Haha thanks for reading my noob questions. Also thousands of thanks for advices and feedback.

Regards
Anthony

----------


## WiNd08

Indian Dwarf Puffers
Shouldn't be a problem with your current tankmates as long as it got its food.
They do hunt snails
You can try Seaview, NA, Colorful, C328 they usually stock them  :Wink: 
$1/pc

----------


## dhomosapien

I recently got a 'blue-eyed' puffer. $2.. less than an inch long. He eats snail very effectively and thats the reason I got him.. but,, he also trims my corry's fins =(

----------


## pcfreak

What is its max size of this puffer?




> I recently got a 'blue-eyed' puffer. $2.. less than an inch long. He eats snail very effectively and thats the reason I got him.. but,, he also trims my corry's fins =(

----------


## dhomosapien

No idea. But I doubt he'll grow as big as the other puffers.

----------


## EddyTing

I had dwarf puffer/mini puffer once in my tank to clean up snails. I was effective. Takes about 3 weeks and it's clean. But you may need to take note if there's any tank mates smaller than the puffer, especially slow swimmers.
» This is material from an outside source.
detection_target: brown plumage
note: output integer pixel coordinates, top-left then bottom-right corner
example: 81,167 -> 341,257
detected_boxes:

When snails are all gone, his tiny mates are next.

----------


## torque6

Anything inmates smaller than the indian puffer have to be fries, since these mini puffer are no bigger than 2cm..

----------


## Newbiebetta

they are known to bully fishes that are bigger than them, so u want to be careful.

----------


## syburn

I never seem to have any snails - so I feed my puffer with those blood worms, 2 times a day. I wonder if thats enough. My neon tertra have clipped fins and also Cherry bards - but i cant tell if its the puffer doing it.

Its lots of fun watching the puffer eating the worms!!

----------


## EddyTing

I had one once in my tank, but after knowing that I have shrimplet in my tank, I removed it. I also like them very much...cute and effective in clearing off snails, but worried for it's other tank mates.

----------


## Rummy Nose

This is one fish that I adore its cute looks & amusing swimming.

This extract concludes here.